Lesson 3: Simplifying square roots

# Simplifying square-root expressions

Worked examples of taking expressions with square roots and taking all of the perfect squares out of the square roots. For example, 2√(7x)⋅3√(14x²) can be written as 42x√(2x).

## Want to join the conversation?

• Solve this, please square root of (x+ 15) + square root of (x) = 15 •  First, you are in the wrong section of lessons. You have a radical equation, not a radical expression.

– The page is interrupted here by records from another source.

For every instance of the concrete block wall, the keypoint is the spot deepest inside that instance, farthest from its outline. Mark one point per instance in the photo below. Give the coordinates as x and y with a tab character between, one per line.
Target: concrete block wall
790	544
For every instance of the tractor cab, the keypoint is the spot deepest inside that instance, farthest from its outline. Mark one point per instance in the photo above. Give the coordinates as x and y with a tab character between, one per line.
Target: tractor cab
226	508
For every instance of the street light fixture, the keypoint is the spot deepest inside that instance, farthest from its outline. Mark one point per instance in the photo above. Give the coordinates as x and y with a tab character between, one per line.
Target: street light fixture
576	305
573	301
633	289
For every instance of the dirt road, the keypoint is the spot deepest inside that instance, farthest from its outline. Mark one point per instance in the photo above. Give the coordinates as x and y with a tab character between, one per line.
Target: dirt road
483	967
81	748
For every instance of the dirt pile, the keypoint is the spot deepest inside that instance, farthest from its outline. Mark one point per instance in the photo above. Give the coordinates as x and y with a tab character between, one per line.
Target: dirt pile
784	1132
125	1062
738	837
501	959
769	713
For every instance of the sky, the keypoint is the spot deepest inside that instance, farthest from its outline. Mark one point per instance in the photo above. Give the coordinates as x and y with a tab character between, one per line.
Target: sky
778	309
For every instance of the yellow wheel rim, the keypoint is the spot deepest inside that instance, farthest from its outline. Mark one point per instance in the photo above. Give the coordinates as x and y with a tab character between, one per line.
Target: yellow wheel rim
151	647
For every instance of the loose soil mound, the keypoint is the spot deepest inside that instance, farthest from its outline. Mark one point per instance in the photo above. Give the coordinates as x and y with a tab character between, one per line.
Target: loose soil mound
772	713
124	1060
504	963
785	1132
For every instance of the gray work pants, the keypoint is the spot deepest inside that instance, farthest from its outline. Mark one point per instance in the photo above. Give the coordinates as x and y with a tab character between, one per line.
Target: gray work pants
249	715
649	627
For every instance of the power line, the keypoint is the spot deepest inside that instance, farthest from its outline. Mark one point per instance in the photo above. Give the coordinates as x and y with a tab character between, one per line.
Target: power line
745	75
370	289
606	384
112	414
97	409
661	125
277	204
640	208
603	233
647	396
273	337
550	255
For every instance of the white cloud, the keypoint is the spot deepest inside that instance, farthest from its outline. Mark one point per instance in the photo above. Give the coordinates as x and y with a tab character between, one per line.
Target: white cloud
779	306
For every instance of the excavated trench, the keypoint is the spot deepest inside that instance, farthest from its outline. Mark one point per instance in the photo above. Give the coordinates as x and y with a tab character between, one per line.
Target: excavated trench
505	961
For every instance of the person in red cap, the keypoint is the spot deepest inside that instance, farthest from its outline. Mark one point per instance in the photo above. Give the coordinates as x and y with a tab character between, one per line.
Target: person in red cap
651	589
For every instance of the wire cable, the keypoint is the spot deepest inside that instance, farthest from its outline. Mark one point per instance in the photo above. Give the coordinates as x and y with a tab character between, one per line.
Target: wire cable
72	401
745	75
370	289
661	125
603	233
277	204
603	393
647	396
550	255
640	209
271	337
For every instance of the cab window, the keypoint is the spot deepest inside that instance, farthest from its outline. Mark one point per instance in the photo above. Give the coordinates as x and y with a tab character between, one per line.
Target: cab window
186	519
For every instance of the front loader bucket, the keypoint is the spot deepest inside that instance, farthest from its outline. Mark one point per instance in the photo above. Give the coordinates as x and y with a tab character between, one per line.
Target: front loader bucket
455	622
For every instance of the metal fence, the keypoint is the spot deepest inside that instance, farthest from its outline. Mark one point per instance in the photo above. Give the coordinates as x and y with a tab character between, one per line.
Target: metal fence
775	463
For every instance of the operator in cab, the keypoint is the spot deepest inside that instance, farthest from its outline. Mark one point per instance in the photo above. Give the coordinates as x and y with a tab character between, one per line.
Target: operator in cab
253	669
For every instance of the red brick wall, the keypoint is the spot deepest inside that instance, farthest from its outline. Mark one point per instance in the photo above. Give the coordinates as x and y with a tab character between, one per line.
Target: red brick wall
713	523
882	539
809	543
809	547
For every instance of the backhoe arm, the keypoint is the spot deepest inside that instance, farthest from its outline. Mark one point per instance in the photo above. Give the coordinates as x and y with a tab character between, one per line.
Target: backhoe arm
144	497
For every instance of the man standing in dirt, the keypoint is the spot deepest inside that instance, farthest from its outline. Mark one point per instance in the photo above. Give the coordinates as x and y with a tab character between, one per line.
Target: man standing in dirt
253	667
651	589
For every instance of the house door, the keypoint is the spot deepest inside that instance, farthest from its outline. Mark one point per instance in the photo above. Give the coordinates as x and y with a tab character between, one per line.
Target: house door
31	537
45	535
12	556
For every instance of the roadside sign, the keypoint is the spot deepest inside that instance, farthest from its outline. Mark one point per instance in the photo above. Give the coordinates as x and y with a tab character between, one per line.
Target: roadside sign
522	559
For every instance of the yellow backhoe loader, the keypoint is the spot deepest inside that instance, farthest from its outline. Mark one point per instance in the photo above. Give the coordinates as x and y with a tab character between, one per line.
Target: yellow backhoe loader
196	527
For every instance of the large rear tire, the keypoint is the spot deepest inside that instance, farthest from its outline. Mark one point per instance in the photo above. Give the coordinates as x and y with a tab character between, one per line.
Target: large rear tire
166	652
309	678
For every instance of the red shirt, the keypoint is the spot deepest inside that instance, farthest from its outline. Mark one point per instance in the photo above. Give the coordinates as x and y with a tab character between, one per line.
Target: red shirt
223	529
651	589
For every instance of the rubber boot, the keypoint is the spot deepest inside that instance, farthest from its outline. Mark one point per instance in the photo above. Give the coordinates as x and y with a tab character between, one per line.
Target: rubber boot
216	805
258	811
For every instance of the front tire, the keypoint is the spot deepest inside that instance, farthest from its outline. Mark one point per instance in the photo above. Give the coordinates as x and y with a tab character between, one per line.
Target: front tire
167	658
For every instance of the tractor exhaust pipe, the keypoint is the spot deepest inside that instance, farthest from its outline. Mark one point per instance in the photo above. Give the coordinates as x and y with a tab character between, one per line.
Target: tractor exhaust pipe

For a problem more like yours, I would suggest you look at the 2nd problem at this link: http://www.purplemath.com/modules/solverad3.htm

I'll get you started on your equation: √(x+15) + √(x) = 15
1) I would move one radical to the other side. I think it is less confusing. The link above keeps them both on the same side.
Subtract √(x): √(x+15) = 15 - √(x)
2) Square both sides: [√(x+15)]^2 = [15 - √(x) ]^2
3) Simplify left side. FOIL or use extended distribution on the right side to eliminate the exponents
x + 15 = 225 - 30√(x) + x
4) Subtract x: 15 = 225 - 30√(x)
5) Subtract 225: -210 = - 30√(x)
6) Divide by -30: 7 = √(x)
7) Square both sides again: 7^2 = √(x)^2
8) Simplify: 49 = x
9) Check answer back in original equation to verify that it isn't an extraneous solution.

hope this helps.
• At , you state the answer: 6xz√2xz.
However, what happened to the rule that x or z can't be negative?
Did we assume all variables were greater than or equal to zero in the beginning?
I know we don't need absolute value of the variable if it is x^2, or x^4. But in this case, it was just 6xz√2xz. Both x and z were singular, and if one of them were negative(and the other positive), wouldn't this answer be incorrect without a restraint? • at , how do you solve the equation radical 75yz to the second power? i watched the video but i am still a little confused. • Hello, I'm hoping that someone can show me the way!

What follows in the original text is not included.